With these three office types in mind, it is important to look at another side of real estate: homeowners and the housing market. Noticing trends in residential real estate gives us a more complete picture. Take Toronto, for example; in a handful of municipalities outside of Canada’s largest city, housing sales were up more than 40% compared to last year (this is as of the beginning of July 2020), according to an article on Global News. This shows a trend of more people moving to suburban or rural areas, in part because their jobs allow for greater work-from-home flexibility.
And a recent CNBC article points to a short-term trend of more office development in the suburbs. With people moving to suburbs or smaller secondary markets like Windsor – where the average home price has increased by 19% since June 2019 – the desire to shift away from high-rises to suburban offices could continue, also driving up construction demand for more low-rise office space closer to where these people now live.
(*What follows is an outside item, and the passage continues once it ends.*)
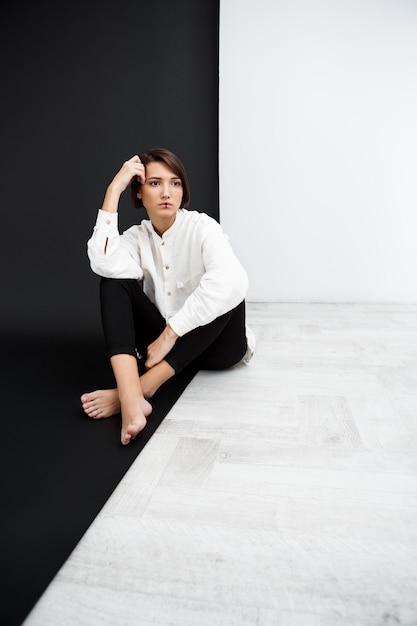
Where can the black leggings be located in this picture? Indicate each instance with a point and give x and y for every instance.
(131, 322)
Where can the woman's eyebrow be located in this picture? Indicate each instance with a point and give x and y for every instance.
(160, 178)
Some of these short-term office and real estate trends could have long-term ramifications. According to Healthline.com, it takes an average of 66 days to establish a good habit as a routine. With social distancing and mask wearing orders having been in place in some parts of the country for several months now, this might suggest that the COVID mentality will outlive the pandemic. However, those who have stuck with a diet or workout regimen for more than two months only to backslide thereafter know that habits can die quickly. There is always a chance that people’s daily outlook living and working through the pandemic will fade away once officials ease restrictions and we return to some measure of normalcy. For some individuals and businesses, this will be the case. However, enough people have already subconsciously altered how they think and act because of the pandemic (such as moving away from cities on relatively short notice) that it may take longer to return to a pre-COVID-19 mentality – if we ever actually return to one.
The decisions of those businesses and people who change where they work and live may very well impact the desirability and value of office buildings across the country for years to come.